Can LSM-Tree & Zoned Namespaces Bring Databases to QLC SSDs?

July 16, 2020 7 min read Data

Can LSM-Tree & Zoned Namespaces Bring Databases to QLC SSDs?

Log-Structured Merge-Tree and Zoned Namespaces can offer a better way to drive largescale databases and make QLC SSDs viable for data-intensive workloads. Here’s everything you need to know.

The storage industry has made tremendous progress since the inception of data center SSDs based on SLC (single-level cell). The transition of SLC to MLC (multi-level cell with two bits per cell), and MLC to TLC (three bits per cell) has allowed for improved storage density at a lower price point. Now we’re looking at the next transition of TLC to QLC (so-called quad-level design with four bits per cell) but it requires us to address the tradeoffs between a higher bits per cell and write endurance.

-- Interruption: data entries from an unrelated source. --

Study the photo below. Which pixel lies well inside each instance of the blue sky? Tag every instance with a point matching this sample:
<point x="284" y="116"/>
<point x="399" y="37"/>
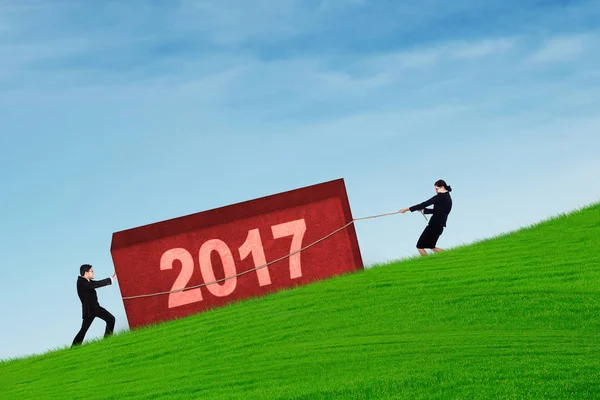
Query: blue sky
<point x="119" y="114"/>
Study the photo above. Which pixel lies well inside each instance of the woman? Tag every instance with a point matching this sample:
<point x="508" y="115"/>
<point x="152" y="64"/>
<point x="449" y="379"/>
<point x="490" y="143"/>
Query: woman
<point x="442" y="204"/>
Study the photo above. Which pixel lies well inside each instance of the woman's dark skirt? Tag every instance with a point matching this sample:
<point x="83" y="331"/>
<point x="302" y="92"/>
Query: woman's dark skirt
<point x="429" y="237"/>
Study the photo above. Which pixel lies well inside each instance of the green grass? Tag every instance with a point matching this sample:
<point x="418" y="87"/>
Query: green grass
<point x="515" y="316"/>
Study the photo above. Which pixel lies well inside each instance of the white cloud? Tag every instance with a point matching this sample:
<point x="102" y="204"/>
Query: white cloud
<point x="557" y="49"/>
<point x="483" y="48"/>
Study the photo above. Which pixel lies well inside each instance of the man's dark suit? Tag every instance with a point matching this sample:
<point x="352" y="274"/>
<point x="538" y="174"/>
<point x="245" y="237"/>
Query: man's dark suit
<point x="90" y="308"/>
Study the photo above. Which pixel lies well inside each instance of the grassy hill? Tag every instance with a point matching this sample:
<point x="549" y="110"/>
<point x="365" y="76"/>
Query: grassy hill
<point x="514" y="316"/>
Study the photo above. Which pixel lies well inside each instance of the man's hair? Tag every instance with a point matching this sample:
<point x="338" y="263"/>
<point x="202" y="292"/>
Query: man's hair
<point x="84" y="268"/>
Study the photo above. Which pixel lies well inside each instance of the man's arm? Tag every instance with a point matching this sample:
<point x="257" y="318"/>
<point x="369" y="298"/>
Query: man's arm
<point x="429" y="202"/>
<point x="92" y="284"/>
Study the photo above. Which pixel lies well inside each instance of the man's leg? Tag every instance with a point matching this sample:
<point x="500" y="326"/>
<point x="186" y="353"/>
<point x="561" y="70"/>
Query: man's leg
<point x="109" y="319"/>
<point x="85" y="325"/>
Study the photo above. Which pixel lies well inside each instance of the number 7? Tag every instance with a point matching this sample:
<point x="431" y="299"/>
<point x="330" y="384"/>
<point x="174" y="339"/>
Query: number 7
<point x="296" y="229"/>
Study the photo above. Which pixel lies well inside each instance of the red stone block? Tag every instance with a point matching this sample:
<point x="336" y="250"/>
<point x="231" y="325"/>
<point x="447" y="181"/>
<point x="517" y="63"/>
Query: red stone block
<point x="199" y="248"/>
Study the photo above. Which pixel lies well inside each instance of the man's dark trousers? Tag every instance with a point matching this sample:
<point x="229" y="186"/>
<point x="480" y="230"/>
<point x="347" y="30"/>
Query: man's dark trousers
<point x="101" y="313"/>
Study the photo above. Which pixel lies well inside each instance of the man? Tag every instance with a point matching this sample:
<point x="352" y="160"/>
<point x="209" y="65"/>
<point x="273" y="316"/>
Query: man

In this blog I’ll look at one way to solve the conundrum of data center SSDs based on QLC, and how to address the write endurance aspects of QLC through the storage engine and writing technology. This is particularly important for those working on next-generation workloads or iterations in database technologies with very larger data sets who are concerned with improved TCO.

Data Center Storage, a New Chapter

Data center storage is on the cusp of technological improvement. Let me frame this by asking what is the fastest way to write data at the lowest cost for cloud-based applications?

There are two important aspects of the question:

A) writing speed

B) cost of writing. And this is where the new chapters in flash-based data center storage begins.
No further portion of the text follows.